In-vitro gellation study
Freshly prepared simulated tear fluid pH 7.2 was used to determine the galling capacity. Gellation study revealed that the formulations TF1, TF3 &TF5 had a suitable gelation property and was found that gellation was maintained for about 8 hrs. Formulations TF2, TF4 & TF6 exhibited immediate gellation which remains for about 8-10 hrs as shown in Table 7.
Viscosity study
The Highest viscosity for TF6 formulation leads to retarded drug release up to a considerable extent 84.29% in 10 hrs when compared with other formulations. Low viscosity formulations show the highest drug release. Intermediate viscosity of formulations has shown maximum retardation of drug release due to the dense nature of the polymers. Carbopol 940 and HPMC K-15M as polymer system have contributed majorly towards building viscosity of the formulation. Prepared nano lipid in-situ gel formulations viscosity was in the range between 256 - 905 cps, as shown in Table 8.

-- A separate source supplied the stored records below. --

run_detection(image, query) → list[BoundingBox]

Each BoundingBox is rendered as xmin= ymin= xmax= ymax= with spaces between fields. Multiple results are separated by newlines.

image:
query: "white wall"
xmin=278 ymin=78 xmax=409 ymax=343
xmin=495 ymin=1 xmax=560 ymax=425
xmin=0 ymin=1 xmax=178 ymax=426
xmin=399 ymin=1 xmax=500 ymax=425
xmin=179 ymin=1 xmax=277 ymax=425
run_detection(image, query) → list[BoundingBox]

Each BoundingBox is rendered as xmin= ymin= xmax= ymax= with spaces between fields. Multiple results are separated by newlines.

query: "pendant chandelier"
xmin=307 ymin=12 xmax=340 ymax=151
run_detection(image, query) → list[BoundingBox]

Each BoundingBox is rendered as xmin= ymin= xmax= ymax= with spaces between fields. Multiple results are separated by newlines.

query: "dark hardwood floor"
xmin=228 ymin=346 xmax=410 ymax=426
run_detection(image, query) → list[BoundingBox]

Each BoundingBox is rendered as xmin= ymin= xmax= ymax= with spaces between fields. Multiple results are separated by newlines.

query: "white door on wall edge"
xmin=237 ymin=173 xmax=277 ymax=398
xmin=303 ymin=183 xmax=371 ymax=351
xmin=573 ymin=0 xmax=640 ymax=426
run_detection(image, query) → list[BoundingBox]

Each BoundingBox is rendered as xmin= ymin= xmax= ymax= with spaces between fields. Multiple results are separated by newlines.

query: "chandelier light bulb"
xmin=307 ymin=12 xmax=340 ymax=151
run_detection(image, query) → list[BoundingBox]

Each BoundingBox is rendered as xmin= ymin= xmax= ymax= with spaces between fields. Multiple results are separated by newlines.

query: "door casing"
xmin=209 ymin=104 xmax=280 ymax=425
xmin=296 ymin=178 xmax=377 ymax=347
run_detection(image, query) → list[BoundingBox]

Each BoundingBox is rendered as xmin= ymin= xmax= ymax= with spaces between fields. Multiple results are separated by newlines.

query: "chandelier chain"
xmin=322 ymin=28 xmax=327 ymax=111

In-vitro release of nano lipid in situ gel
The timolol hydrochloride nano lipid in-situ gels showed a two-step release pattern initial burst release and followed by slow release phase. An initial burst release helps to achieve the therapeutic concentration in minimal time followed by the constant release of the drug.
Developed formulations showed 35.3% drug release in 2h and 98.50% in 10h. It was observed that early release phases occurred mainly due to diffusion in the polymer matrix. In contrast, during the later phases, the release has mediated both diffusions of the therapeutic agent and degradation of the polymer matrix itself. Based on the in vitro release profiles, TF2 was selected as optimized formulations (Table 9 and Figure 4).
Ocular irritation studies
It was carried on albino rabbits. Ocular irritation studies indicate that the optimized formulation TF2 was non-irritant. It had excellent ocular tolerance, and no ocular damage or abnormal clinical signs to the cornea, iris, or conjunctivae were visible, as shown in Table 10 and Table 11.
Accelerated stability studies
The stability studies of optimized formulation TF4 timolol hydrochloride nano lipid in situ gel formulations was determined at 4°C ± 2°C and 27°C ± 2°C for 3 months. The formulation was observed visually for precipitation. The drug content was determined for every 30 days for 3 months. The drug content was determined, and there was less difference between the formulations kept at different temperatures, as shown in Table 12.
Conclusion
It was concluded from the above work that formulation TF2 has a maximum entrapment efficiency of 97.30% and drug content of about 97.67%. TF2 formulation containing HPMC K-15M and Carbopol 940 about 0.2% w/v and 0.4% w/v respectively showed the drug release of about 84.29% for 10 hrs. The work concluded that the formulations prepared were more suitable and patient compliance.